The ionization methods used for the majority of biochemical analyses are:
1.
ESI
ESI is one of the atmospheric pressure ionization (API) techniques and is well suited to the analysis of polar molecules ranging from less than 100 Da to more than 1,000,000 Da in molecular mass. In ESI the ions of interest are formed from solution by applying a high electric field to the tip of a capillary, from which the solution will pass through. The sample will be sprayed into the electric field along with a flow of nitrogen to promote desolvation. Droplets will form and will evaporate in a vacuumed area. This causes an increase in charge on the droplets and the ions are now said to be multiply charged. These multiply charged ions can then enter the analyzer (Andersen et al. 1996). ESI is a method of choice because of the following properties: (1) The “softness” of the phase conversion process allows very fragile molecules to be ionized intact and even in some non-covalent interactions to be preserved for MS analysis. (2) The eluting fractions through liquid chromatography can then be sprayed into the mass spectrometer, allowing for the further analysis of mixtures. (3) The production of multiply charged ions allow for the measurement of high-mass biopolymers.

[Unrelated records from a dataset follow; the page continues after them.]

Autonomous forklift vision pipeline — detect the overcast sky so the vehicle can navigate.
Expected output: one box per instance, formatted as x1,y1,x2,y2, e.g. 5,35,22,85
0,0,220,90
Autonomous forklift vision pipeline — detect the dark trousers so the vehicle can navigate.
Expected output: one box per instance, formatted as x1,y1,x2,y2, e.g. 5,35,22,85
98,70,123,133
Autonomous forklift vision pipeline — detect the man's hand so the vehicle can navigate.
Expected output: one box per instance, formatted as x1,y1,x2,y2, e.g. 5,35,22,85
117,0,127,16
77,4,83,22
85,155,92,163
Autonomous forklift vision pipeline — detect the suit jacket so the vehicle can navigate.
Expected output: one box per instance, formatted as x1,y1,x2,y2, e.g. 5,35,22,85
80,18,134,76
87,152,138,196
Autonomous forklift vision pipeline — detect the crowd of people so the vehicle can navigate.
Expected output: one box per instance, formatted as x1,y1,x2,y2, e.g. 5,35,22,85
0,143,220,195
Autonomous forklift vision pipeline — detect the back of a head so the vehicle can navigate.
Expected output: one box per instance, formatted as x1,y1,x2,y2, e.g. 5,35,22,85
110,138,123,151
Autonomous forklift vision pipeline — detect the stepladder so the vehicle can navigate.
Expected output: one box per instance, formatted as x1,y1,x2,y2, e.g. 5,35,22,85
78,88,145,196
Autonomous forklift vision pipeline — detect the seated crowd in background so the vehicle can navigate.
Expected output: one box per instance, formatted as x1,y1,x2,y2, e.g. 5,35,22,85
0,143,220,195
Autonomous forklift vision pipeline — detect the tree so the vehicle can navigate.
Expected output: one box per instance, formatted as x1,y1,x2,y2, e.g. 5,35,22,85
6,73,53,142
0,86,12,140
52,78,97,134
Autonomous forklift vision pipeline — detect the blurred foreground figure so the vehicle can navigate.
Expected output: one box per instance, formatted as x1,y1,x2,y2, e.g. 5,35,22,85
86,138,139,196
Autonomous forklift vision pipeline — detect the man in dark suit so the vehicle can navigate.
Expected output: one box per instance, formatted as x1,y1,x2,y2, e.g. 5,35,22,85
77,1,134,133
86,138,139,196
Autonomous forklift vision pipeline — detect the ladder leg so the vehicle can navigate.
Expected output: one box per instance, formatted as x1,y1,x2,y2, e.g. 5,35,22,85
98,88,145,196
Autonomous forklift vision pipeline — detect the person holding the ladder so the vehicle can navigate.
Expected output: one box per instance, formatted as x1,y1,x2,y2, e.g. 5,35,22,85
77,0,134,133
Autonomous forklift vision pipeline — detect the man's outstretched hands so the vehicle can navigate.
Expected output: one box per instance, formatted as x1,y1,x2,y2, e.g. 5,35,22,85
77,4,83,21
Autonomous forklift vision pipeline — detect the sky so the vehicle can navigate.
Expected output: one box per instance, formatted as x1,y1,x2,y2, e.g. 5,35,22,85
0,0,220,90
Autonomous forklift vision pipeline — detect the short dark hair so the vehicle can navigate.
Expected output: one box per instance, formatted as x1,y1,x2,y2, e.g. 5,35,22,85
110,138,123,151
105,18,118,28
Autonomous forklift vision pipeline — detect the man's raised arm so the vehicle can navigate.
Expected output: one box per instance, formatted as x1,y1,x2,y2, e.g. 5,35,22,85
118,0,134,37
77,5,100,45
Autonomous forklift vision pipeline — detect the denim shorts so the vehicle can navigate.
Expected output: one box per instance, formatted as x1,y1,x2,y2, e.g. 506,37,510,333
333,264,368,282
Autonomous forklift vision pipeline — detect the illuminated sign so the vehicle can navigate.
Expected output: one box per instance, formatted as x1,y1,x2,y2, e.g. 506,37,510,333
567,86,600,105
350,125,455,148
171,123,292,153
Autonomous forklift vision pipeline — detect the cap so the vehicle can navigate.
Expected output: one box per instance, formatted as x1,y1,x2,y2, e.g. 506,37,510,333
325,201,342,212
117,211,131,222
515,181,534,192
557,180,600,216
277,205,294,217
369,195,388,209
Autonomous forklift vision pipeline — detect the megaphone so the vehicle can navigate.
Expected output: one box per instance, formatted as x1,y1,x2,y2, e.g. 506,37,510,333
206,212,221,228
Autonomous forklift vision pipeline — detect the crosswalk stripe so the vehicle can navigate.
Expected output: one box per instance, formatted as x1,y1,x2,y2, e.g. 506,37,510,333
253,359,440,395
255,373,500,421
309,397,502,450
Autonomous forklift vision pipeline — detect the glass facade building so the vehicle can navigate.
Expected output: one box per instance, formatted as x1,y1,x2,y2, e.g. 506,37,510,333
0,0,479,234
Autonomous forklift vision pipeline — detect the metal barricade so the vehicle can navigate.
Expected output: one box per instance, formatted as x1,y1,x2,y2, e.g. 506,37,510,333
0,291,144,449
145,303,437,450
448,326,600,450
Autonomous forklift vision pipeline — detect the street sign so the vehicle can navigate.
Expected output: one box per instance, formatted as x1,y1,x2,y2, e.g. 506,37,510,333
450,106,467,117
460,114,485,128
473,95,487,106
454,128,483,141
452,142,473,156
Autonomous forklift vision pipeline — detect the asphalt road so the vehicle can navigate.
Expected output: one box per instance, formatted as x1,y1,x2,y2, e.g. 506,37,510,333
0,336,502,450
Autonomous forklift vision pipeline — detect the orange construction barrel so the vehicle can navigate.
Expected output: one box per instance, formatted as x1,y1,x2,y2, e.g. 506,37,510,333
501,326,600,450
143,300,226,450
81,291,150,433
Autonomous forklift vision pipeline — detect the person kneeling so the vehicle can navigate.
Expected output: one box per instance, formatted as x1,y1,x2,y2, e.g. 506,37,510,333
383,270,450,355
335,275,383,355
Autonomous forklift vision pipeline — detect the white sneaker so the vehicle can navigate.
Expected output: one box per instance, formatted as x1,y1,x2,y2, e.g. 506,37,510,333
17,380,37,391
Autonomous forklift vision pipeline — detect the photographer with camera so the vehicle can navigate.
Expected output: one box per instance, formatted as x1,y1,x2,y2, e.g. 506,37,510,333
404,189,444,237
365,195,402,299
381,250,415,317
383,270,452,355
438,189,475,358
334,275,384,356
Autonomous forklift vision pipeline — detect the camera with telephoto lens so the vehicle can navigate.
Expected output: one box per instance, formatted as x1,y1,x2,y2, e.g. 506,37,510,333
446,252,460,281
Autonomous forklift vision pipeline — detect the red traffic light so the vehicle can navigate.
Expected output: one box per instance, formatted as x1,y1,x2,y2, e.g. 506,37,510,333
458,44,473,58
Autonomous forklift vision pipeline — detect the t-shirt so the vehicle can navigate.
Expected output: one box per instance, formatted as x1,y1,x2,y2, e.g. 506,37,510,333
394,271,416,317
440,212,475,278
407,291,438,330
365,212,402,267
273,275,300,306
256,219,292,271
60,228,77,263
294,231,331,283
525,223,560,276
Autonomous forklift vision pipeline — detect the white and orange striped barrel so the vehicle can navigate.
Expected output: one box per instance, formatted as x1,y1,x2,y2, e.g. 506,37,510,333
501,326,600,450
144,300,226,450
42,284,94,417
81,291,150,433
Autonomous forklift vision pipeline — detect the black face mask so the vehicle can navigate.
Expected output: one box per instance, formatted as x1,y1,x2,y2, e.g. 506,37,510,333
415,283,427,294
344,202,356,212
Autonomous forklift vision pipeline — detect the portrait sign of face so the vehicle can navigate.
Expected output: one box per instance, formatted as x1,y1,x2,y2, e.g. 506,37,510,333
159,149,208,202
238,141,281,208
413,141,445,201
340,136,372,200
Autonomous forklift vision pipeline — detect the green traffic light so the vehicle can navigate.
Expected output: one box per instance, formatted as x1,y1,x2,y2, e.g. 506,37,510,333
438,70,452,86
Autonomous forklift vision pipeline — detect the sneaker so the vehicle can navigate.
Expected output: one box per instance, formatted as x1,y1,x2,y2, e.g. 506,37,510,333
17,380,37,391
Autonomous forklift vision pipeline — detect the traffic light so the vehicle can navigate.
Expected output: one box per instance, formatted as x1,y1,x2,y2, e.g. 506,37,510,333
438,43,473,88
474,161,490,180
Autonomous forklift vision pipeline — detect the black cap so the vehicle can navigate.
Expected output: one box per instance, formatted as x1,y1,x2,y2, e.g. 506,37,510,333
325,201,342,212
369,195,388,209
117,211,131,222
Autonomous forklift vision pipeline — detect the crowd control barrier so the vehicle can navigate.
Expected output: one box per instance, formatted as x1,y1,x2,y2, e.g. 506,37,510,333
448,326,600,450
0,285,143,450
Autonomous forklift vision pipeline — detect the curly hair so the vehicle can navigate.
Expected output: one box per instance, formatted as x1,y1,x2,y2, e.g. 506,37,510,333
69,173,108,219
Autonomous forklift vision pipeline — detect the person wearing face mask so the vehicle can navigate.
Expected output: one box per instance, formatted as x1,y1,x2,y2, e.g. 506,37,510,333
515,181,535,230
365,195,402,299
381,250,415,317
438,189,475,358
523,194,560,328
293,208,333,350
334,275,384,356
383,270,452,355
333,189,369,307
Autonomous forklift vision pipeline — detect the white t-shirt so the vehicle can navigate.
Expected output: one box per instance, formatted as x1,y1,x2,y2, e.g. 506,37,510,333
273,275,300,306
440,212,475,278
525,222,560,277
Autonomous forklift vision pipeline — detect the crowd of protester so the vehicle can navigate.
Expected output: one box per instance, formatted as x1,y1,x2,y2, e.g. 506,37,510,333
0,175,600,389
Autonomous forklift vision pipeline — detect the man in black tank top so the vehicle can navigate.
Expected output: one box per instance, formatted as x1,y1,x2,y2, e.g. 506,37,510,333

Multiple charges on the molecule will reduce its mass to charge ratio when compared to a single charged molecule. Multiple charges on a molecule also allow for improved fragmentation which in turn allows for a better determination of structure.
2.
MALDI
MALDI (Hillenkamp et al. 1991) deals with thermolabile, non-volatile organic compounds especially those of high molecular mass and is used successfully in biochemical areas for the analysis of proteins, peptides, glycoproteins, oligosaccharides, and oligonucleotides. It is relatively straightforward to use and reasonably tolerant to buffers and other additives. The mass accuracy depends on the type and performance of the analyzer of the mass spectrometer, but most modern instruments are capable of measuring masses to within 0.01 % of the molecular mass of the sample, at least up to ca. 40,000 Da. In MALDI, the molecular ions of interest are formed by pulses of laser light impacting on the sample isolated within an excess of matrix molecules. This enables the determination of masses of large biomolecules and synthetic polymers greater than 200,000 Daltons without degradation of the molecule of interest. The advantages of MALDI are its robustness, high speed, and relative immunity to contaminants and biochemical buffers. A type of mass spectrometer often used with MALDI is TOF or Time-of-Flight mass spectrometry. This enables fast and accurate molar mass determination along with sequencing repeated units and recognizing polymer additives and impurities. This technique is based on an ultraviolet absorbing matrix where the matrix and polymer are mixed together along with excess matrix and a solvent to prevent aggregation of the polymer. This mixture is then placed on the tip of a probe; then the solvent is removed while under vacuum conditions. This creates co-crystallized polymer molecules that are dispersed homogeneously within the matrix. A pulsing laser beam is set to an appropriate frequency and energy is shot to the matrix, which becomes partially vaporized. As a result the homogeneously dispersed polymer within the matrix is carried into the vapor phase and becomes charged.